Today we gather around the communion table and we remember all the elements of this story. Jesus was wounded and so we share in his body and blood. Jesus offers us forgiveness and so we gather as the community of faith, forgiven for our own doubts and disbelief and tasked with forgiving each other. Jesus comes to us with an invitation. We are invited to touch and taste our Lord, we are invited to be nourished and fed, and we are encouraged to experience the power of our faith in the tangible elements of bread and wine. Just as we experience this body of Christ, we are sent out to share this good news and to be the body of Christ in the world around us.

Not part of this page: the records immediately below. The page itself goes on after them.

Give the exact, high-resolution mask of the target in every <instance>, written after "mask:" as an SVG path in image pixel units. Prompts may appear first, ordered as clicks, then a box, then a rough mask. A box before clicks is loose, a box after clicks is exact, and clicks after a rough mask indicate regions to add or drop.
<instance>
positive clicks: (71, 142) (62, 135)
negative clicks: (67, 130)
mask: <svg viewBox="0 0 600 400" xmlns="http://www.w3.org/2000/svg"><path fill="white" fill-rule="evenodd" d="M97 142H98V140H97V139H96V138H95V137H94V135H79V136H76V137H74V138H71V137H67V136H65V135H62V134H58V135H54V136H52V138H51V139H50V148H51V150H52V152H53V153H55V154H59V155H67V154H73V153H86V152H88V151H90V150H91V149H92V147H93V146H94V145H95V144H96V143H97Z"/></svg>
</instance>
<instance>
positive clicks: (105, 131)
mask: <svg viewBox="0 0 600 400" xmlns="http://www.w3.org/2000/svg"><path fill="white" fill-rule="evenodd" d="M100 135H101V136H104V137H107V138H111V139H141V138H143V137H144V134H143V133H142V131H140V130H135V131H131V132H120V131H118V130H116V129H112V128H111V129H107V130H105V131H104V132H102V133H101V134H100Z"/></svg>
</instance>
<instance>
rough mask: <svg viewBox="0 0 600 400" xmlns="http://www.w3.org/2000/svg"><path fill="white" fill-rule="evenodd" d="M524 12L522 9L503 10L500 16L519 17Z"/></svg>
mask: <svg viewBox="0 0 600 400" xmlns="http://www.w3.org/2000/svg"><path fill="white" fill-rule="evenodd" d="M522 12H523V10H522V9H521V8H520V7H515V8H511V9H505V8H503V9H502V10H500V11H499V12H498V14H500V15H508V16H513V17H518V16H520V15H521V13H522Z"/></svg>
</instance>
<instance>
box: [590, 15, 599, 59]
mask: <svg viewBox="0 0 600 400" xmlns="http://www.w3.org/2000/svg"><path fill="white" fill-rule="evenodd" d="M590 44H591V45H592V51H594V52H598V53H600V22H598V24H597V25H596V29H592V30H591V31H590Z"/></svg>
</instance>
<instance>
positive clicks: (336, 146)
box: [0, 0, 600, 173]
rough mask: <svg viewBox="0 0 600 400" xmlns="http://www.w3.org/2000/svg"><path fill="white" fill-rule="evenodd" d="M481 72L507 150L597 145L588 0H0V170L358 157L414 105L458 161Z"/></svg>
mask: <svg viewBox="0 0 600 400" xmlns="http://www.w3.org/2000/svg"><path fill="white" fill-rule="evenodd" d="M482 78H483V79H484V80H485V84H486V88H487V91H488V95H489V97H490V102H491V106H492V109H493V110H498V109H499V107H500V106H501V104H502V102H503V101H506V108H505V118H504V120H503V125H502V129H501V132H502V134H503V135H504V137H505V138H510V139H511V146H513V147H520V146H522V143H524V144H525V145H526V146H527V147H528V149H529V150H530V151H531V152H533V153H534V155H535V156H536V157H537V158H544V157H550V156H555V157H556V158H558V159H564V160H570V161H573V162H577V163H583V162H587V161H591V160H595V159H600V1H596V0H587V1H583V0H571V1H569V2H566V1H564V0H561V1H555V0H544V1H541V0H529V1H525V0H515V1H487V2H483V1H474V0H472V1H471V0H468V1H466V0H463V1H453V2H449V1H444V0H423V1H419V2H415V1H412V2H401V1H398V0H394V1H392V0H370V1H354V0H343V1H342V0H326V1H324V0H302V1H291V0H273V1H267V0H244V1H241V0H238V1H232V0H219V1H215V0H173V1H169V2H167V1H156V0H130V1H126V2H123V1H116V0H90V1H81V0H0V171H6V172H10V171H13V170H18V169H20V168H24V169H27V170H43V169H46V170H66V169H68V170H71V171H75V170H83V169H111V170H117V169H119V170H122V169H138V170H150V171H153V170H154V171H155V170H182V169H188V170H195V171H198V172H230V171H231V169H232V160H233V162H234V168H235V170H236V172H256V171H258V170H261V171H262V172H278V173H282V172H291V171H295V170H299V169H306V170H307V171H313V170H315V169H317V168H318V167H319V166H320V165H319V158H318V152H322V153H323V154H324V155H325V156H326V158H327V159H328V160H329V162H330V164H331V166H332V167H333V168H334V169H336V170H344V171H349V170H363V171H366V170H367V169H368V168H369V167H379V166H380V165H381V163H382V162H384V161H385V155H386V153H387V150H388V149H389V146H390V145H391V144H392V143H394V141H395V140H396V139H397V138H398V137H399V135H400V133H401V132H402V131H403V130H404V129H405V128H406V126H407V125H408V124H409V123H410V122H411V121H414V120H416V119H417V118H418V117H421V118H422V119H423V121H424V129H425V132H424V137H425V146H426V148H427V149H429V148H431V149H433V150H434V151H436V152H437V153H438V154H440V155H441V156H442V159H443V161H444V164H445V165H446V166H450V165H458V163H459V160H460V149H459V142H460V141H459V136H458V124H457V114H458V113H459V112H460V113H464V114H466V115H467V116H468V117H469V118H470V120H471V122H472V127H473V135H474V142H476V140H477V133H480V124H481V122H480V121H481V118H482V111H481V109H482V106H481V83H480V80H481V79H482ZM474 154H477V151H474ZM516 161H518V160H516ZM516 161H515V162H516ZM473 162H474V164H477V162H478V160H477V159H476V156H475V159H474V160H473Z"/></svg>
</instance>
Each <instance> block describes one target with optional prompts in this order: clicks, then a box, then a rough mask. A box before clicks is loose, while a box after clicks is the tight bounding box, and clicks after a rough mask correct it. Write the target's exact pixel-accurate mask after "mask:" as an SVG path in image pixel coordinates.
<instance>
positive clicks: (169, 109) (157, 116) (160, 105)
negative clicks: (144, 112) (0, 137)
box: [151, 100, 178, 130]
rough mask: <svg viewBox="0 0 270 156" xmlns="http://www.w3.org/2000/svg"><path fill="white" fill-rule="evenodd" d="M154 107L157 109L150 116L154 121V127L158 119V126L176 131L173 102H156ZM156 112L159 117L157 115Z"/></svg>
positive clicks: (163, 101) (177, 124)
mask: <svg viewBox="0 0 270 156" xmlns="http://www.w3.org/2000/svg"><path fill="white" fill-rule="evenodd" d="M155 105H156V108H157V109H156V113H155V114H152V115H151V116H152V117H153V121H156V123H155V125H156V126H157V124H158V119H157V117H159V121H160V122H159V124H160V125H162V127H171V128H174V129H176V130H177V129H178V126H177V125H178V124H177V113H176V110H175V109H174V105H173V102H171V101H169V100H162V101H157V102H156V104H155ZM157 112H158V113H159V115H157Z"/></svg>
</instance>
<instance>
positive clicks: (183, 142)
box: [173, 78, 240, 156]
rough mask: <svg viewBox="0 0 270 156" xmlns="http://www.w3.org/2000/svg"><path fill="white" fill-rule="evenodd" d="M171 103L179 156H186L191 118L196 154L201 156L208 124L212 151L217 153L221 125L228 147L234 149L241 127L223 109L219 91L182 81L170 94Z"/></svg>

This reading from John gives us a powerful vision of the risen Christ, and a powerful message to us as modern readers. Like the disciples, we are the church community. We are commissioned to share our wounds with each other. We are called to go out and preach the good news of forgiveness. And we are tasked with the hopeful work of watching for the movement of the Lord in our own lives and in the lives of those around us. May God be with us as we strive to live into this amazing and wonderful faith. Amen.